His face is so bleak. I have never seen him like this before.

“Sky, let’s go home. Just for a little while—”

He laughs and shakes his head, and he steps toward the office door. “I’m not going home. I don’t know where that is.” His voice breaks on the words. I see him from the side, the way he squeezes his eyes shut and gives a shake of his head. And then he moves so fast. He’s out of his office in an instant. When I dash behind him, he jogs through the empty room where his staff members work.

“Luke!”

“STOP,” he says, and it’s so hard—his voice is such a punch—that I do. I stop by a desk and stand there panting because my chest hurts. My head is spinning before I realize…inhaler!

It’s there in my pocket. I fill my lungs with the stuff. It makes my heart pound like it always does.

I sit down in a chair and put my arms up on the table. Rest my face there, hidden. The room is dark and quiet. Someone comes through, but I realize when I lift my head that I’m behind a coat rack. No one even sees me.

“Where is Luke?” a man’s quiet voice says.

“I’m…not sure.” That’s Pearl. I lift my head, and I’m about to tell her. But she doesn’t look my way.

When they leave the room, I stand up and walk back into Sky’s office. I sit in his chair for a few minutes, and then I try him on the phone.

No answer.

There’s a text from our next-door-ish neighbor, Arrow—well, the college-aged child of our neighbors—who’s watching the baby in the nursery.

‘We’re all good. One dirty diaper & she’s had three bottles!’

‘That’s good,’ I text. ‘I’ll update on our ETA soon.’

‘Is Luke okay? Did that guy spit on him??’

That one…I can’t answer.
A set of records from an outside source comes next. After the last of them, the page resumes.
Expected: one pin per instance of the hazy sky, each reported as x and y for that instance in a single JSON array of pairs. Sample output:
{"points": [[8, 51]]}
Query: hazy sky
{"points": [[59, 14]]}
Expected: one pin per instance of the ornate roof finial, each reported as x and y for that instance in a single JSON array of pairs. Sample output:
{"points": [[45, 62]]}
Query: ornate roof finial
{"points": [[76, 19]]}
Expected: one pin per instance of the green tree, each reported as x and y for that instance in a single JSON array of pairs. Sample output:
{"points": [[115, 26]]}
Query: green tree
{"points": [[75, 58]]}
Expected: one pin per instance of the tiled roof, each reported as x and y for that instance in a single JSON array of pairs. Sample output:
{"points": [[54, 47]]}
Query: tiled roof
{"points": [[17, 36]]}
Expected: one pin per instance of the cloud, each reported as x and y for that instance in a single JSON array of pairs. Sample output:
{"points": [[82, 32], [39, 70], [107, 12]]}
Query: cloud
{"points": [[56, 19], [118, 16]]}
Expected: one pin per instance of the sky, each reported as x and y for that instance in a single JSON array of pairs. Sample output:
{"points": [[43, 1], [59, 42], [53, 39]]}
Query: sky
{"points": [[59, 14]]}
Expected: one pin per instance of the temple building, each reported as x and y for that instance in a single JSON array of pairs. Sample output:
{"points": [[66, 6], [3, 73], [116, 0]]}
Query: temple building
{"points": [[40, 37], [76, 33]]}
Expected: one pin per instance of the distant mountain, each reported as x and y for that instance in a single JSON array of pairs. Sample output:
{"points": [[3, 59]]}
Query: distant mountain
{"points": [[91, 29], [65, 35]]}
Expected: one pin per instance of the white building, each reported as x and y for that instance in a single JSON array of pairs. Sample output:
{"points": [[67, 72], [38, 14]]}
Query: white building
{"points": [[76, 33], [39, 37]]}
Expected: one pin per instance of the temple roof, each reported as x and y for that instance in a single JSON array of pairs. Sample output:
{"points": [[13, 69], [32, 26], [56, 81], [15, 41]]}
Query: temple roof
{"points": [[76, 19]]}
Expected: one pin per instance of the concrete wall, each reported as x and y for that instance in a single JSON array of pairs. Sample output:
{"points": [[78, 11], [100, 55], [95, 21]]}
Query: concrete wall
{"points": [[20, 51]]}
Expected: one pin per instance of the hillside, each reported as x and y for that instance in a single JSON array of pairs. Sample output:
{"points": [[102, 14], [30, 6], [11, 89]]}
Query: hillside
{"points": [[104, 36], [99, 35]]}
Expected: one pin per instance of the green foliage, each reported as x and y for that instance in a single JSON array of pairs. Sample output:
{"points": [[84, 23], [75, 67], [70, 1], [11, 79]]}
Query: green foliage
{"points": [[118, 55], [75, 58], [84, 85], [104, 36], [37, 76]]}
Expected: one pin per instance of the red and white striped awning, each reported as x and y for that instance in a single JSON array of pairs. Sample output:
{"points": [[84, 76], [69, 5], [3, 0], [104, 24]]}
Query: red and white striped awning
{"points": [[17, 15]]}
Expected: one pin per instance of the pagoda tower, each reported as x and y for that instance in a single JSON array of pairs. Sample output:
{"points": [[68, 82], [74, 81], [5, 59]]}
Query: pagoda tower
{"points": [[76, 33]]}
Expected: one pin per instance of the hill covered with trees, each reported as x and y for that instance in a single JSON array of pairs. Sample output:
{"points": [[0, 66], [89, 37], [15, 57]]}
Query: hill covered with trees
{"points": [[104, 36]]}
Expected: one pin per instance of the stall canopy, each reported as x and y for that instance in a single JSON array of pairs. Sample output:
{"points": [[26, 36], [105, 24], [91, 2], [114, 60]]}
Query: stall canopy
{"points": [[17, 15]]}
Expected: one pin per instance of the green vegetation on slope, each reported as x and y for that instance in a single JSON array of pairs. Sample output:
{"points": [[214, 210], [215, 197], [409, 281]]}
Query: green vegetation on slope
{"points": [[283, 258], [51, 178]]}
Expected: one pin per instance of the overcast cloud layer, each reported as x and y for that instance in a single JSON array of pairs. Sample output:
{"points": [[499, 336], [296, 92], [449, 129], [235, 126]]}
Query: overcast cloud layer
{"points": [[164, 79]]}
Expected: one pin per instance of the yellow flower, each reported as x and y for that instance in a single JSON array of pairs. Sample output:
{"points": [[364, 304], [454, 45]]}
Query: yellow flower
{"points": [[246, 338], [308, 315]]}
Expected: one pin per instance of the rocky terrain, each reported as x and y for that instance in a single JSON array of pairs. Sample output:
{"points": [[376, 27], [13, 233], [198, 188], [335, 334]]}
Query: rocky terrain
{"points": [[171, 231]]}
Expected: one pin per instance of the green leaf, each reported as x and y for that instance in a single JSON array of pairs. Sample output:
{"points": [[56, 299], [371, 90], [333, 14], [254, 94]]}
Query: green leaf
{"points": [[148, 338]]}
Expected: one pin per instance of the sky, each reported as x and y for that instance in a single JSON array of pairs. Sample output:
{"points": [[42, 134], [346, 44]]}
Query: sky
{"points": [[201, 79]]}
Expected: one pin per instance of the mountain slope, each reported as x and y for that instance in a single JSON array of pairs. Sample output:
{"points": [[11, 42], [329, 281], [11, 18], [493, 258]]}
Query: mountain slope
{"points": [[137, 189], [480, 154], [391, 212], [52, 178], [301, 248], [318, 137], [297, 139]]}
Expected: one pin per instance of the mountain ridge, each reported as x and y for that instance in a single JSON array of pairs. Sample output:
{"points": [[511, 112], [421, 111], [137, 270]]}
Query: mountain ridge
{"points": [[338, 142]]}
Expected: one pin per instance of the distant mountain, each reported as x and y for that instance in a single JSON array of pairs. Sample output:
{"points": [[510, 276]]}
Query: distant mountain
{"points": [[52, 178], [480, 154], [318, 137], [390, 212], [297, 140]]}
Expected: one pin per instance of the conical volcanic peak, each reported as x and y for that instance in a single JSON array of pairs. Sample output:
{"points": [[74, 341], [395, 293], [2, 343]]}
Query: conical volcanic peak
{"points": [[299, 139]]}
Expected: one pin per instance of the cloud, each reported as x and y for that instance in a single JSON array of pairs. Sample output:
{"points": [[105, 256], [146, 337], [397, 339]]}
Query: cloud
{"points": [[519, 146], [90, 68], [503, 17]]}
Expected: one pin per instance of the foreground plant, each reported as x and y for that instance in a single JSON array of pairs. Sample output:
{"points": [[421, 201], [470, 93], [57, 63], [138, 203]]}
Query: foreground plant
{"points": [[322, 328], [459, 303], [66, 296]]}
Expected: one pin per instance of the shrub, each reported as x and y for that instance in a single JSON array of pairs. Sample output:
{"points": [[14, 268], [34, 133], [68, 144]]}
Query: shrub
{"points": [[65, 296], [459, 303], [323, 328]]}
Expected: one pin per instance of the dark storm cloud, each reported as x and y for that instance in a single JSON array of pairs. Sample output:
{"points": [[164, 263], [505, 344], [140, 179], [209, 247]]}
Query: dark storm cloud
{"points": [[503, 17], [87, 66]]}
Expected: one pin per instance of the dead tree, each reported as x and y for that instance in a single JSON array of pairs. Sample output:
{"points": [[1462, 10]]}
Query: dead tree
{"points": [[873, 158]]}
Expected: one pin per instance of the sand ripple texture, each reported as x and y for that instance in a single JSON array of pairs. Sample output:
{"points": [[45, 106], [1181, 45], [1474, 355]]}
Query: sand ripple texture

I call Sky again, feeling hopeful that he’ll answer me this time, but it goes straight to voicemail. The old fuck-you button.

Perfect.

I leave his office and start down the staff stairs, where I’m met by Frank, who is waiting at the bottom like some kind of nanny for me.

“How’s it going?” I ask, making my best effort to be polite to the guy.

“Going just fine. How are you?” he asks, so loud it echoes in the stairwell.

“I’m all right.” He steps awkwardly out of the way as I exit the stairwell. I hold a hand up in that basic bitch wave Luke does sometimes. “Have a nice night, Frank.”